COBIT5 isn’t just about testing of course. Its principles apply across the whole range of IT and testing is no exception. Auditors should expect testers to have;

  • a clear vision or strategy of how testing should be performed in their organisation,
  • a clear (but not necessarily detailed) plan for testing the product,
  • relevant, contemporary evidence that justifies and leads inescapably to the conclusions, lessons and insights that the testers derived and reported from their testing.

That’s what auditors should expect. Some (or many?) organisations are locked into a pattern of low quality and low value auditing. They define auditing as brainless compliance checking that is performed by low quality staff who don’t understand what they’re doing. Their work is worthless. As a result audit is held in low esteem in the organisation. Smart people don’t want to work there. Therefore audit must be defined in such a way that low quality staff are able to carry it out.

This is inexcusable. At best it is negligence. Maintaining that model of auditing requires willful ignorance of what the audit profession stipulates. It is damaging and contributes towards the creation of a dysfunctional culture. Nevertheless it is cheap and ensures there are no good auditors who might pose uncomfortable, challenging questions to senior managers.

However, this doesn’t mean there are never times when auditors do need to see test cases. If a contract has been stupidly written so that test cases must be produced and visible then there’s no wriggle room. It’s just the same (and just as stupid) as if the contract says testers must wear pink shirts. It might be stupid but it is a contractual deliverable; auditors will want to see proof of compliance. As Griffin Jones pointed out on seeing my tweet, “often (the contract) is stupidly written – thus the need to get involved with the contracting organization. The problem is bigger than test or SW dev”.

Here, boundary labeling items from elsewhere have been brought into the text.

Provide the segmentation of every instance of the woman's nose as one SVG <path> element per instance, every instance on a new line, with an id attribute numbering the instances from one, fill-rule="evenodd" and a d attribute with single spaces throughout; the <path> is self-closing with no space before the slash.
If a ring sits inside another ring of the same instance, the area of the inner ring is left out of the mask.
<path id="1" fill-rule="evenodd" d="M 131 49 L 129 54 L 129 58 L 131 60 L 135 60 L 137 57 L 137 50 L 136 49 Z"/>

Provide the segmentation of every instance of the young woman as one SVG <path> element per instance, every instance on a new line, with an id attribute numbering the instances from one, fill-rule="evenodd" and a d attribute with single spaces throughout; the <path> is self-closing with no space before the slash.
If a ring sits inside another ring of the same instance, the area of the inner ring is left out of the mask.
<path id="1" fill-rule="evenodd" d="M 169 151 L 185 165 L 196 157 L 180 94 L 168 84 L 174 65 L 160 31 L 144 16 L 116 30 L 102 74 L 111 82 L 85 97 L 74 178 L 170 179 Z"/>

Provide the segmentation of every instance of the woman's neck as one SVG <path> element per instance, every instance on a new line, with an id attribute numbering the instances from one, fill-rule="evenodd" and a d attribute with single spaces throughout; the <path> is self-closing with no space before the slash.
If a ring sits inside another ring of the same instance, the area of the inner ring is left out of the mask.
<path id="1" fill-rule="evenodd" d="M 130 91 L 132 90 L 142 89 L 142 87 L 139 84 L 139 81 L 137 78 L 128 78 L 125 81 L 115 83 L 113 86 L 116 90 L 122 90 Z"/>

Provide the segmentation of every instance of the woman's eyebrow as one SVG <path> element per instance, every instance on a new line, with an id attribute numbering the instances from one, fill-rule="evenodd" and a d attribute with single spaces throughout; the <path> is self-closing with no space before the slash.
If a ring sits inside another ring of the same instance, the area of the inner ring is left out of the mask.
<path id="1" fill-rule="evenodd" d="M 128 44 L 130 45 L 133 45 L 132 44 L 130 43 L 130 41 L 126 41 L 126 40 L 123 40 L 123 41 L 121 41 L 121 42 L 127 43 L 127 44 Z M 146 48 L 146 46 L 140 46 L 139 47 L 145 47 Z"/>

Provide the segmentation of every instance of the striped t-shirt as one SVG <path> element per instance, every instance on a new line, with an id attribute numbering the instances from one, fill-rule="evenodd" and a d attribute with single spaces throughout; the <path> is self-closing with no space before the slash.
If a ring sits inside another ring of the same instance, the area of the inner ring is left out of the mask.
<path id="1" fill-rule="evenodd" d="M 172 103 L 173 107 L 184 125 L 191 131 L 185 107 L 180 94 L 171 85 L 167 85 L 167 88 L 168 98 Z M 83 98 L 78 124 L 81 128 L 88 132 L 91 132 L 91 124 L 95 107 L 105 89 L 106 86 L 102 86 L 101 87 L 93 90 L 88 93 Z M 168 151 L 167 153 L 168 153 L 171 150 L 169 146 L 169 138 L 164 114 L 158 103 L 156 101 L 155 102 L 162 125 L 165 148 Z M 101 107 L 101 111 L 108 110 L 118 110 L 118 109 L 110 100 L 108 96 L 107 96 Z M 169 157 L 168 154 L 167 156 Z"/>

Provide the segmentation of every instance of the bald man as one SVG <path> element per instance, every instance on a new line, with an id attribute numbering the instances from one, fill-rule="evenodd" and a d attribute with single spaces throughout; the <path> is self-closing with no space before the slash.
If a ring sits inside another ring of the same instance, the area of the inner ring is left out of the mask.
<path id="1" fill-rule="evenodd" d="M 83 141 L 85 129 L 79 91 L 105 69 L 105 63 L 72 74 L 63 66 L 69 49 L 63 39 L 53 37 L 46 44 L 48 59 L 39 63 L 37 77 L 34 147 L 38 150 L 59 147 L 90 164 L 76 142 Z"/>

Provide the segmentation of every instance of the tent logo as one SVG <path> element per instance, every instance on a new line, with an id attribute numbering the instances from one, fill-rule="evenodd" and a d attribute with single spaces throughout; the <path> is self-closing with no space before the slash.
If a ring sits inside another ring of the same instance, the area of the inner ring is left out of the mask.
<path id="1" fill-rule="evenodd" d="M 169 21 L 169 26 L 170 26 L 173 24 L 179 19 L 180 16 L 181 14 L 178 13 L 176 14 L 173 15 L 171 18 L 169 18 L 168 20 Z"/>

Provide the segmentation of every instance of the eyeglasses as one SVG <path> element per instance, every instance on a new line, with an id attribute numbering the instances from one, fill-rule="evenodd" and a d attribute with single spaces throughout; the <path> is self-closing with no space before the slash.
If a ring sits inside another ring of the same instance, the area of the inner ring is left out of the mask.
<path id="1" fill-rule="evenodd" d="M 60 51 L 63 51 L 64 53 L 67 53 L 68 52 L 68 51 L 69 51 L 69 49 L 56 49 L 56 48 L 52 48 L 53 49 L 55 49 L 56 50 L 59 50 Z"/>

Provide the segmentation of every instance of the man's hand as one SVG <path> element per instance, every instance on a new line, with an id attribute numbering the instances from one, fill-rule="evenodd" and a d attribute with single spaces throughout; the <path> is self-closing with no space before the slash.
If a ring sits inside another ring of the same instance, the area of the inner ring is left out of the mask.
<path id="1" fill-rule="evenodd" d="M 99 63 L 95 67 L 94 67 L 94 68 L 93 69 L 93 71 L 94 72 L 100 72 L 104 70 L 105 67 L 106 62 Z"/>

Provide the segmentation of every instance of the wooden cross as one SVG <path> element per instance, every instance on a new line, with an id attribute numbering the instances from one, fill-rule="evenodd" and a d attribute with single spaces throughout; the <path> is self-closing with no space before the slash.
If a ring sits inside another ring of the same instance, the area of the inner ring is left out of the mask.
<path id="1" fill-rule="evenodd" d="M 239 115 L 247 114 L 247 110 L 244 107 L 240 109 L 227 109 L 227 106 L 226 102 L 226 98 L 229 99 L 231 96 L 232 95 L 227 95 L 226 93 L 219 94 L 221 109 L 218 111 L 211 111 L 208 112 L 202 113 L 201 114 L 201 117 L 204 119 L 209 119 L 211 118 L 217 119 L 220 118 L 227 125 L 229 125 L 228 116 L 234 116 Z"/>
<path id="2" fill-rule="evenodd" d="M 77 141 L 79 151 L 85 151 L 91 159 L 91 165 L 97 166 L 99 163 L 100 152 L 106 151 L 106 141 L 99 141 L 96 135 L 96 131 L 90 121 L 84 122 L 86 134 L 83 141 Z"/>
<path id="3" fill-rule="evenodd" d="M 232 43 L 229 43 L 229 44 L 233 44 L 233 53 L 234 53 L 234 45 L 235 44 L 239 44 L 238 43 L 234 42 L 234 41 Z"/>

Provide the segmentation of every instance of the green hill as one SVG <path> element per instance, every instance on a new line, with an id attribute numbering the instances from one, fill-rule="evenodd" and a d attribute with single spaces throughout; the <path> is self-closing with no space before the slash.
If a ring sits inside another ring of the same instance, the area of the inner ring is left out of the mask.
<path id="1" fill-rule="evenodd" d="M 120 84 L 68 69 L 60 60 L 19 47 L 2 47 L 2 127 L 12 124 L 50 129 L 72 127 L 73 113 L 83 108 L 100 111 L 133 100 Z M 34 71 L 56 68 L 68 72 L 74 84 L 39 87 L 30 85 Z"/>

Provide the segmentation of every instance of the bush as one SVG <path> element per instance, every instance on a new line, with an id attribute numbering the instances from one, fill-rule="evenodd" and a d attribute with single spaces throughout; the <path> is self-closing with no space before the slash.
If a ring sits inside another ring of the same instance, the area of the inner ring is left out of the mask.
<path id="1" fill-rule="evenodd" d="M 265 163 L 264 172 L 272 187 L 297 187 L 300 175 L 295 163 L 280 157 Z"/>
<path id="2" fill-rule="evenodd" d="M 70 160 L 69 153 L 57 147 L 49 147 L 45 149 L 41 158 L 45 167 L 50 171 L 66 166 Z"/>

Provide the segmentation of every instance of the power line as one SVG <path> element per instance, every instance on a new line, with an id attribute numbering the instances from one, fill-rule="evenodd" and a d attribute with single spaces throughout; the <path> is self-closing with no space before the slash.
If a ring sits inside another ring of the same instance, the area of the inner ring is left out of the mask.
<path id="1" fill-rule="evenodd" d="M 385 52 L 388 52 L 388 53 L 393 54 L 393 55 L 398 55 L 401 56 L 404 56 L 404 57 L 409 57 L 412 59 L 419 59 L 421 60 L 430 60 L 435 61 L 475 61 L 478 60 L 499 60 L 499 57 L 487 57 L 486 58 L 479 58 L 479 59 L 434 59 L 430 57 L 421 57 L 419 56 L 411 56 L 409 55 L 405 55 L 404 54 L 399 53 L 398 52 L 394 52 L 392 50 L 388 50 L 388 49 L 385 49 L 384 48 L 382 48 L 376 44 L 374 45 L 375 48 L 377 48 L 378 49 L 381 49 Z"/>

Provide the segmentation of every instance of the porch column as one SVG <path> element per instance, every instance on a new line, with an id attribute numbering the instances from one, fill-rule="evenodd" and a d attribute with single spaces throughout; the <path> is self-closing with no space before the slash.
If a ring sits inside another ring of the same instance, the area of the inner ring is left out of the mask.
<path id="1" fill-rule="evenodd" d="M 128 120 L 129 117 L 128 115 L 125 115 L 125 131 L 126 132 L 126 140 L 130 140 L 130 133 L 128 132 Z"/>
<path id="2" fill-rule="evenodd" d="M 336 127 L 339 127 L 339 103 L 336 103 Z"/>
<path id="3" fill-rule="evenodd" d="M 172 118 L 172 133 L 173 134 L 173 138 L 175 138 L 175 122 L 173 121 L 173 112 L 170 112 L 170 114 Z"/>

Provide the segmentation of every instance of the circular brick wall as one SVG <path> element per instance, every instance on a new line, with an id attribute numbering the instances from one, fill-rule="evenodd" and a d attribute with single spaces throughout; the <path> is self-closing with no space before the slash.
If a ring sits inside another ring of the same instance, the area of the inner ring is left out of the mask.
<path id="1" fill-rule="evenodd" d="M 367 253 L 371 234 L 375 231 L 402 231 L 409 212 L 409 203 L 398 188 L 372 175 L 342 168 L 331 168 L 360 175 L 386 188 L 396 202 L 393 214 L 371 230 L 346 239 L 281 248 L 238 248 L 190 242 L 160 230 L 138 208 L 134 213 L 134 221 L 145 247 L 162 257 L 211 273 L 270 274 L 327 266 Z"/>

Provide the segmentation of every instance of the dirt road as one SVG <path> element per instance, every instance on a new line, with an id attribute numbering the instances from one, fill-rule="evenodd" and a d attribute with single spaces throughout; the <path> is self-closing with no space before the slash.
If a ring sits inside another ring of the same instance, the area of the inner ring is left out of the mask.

I fully agree with Griffin. Testers should get involved in contractual discussions that will influence their work, in order to anticipate and head off unhelpful contractual terms.

I would add that testers should ask to see the original contract. Contractual terms are sometimes misinterpreted as they are passed through the organisation to the testers. It might be possible to produce the required evidence by smarter means.

Apart from such tiresome contractual requirements, demanding to see “test cases” is a classic case of confusing form and content. It’s unprofessional. That’s not just my opinion; it’s not novel or radical. It’s simply orthodox, professional opinion. Anyone who says otherwise is clueless or bullshitting. Either way they must be resisted. Clueless bullshitters can enjoy good, lucrative careers, but do huge damage. I’ve no respect for them.

The US Food and Drug Administration’s “General Principles of Software Validation” do pose a problem. They date back to 1997, updated in 2002. They are creakily old. They mention test cases many times, but they were written when it was assumed that testing meant writing test cases. The term seems to be used as jargon for tests. If testing satisfies FDA criteria then there’s no obvious reason why you can’t just call planned tests “test cases”.

There’s no requirement to produce test scripts as well as test cases, but expected results with objective pass/fail criteria are required. That doesn’t, and mustn’t, mean testers should be looking only for the expected results. The underlying principle is that compliance should follow the “least burdensome” approach and the FDA do say that they are open to considering alternative approaches to comply with the requirements in a way that is less burdensome.

Further, the FDA does not have a problem with Agile development (PDF, opens in new tab), and they also do approve of exploratory testing, as explained by James Bach.